My reasoning is as follows. If we ignore the first 50 steps where we are adding jugs with balls in them the problem is the standard Nim game and it is a standard result that with optimal the first player wins if the xor of the number of balls in each pile is not zero and the second player wins if the xor is zero. So we want to leave the first 50 moves in a state where the xor is non zero.

Now let's assume we are in one of those first 50 moves and the xor is not equal to zero. Then we can make it zero by adding a jug with the same number of balls as this xor value. Then whatever jug the opponent adds will make the xor non zero. We go to the jug he just added and remove all the balls. The xor is now zero again. Then second player removes some balls and the xor is non zero again. Then we are on the next turn and can repeat the process.
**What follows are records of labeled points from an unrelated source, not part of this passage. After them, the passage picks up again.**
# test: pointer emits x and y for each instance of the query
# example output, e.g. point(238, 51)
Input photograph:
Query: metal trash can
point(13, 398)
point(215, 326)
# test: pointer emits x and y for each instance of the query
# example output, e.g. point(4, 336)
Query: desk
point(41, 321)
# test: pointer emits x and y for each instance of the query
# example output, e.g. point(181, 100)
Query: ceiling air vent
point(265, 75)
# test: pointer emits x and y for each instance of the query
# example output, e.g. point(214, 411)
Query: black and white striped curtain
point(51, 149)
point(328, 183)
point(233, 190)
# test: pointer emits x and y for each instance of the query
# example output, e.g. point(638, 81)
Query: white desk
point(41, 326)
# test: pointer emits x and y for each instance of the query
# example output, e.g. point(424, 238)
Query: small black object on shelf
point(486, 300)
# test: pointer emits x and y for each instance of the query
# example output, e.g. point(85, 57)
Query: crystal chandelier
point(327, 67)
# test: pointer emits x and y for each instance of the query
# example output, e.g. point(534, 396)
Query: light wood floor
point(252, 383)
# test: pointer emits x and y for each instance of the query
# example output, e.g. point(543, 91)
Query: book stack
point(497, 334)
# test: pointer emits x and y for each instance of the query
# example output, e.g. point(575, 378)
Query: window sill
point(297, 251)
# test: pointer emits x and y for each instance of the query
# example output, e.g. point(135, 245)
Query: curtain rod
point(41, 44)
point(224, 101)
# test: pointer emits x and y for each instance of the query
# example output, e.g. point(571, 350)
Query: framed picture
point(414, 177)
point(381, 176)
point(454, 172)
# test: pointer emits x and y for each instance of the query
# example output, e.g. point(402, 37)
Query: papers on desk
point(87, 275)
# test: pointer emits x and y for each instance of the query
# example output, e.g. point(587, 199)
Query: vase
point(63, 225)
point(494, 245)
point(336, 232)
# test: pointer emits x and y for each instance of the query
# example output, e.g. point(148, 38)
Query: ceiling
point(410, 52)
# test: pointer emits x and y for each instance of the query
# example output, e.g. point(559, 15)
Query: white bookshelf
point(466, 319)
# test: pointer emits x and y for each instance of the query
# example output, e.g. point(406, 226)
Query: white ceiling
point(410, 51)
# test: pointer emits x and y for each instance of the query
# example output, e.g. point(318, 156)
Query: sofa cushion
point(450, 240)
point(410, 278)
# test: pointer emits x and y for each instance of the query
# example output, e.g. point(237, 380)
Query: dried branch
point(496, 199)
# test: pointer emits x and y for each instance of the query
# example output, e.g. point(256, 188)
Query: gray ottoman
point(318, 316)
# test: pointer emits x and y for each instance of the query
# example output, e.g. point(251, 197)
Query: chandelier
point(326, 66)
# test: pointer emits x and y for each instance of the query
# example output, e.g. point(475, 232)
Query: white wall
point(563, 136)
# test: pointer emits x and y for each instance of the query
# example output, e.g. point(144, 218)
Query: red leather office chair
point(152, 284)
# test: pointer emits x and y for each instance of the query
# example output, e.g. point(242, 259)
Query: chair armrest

Now if we are in one of the first 50 moves and the xor is equal to zero the second player can send us back to a state where the xor is zero. The strategy will be slightly different. When we add a jug he will follow by adding a jug with the same number of balls making the xor zero. Then when we remove balls he will use the nim strategy to make the xor zero again. So we lose in this case.

This means we always want to start each turn in a state where the xor is not zero and only way to guarantee this is by adding a jug with the number of balls equal to the xor of the starting state on the first turn. If the xor of the first state is zero we can't do this and lose automatically.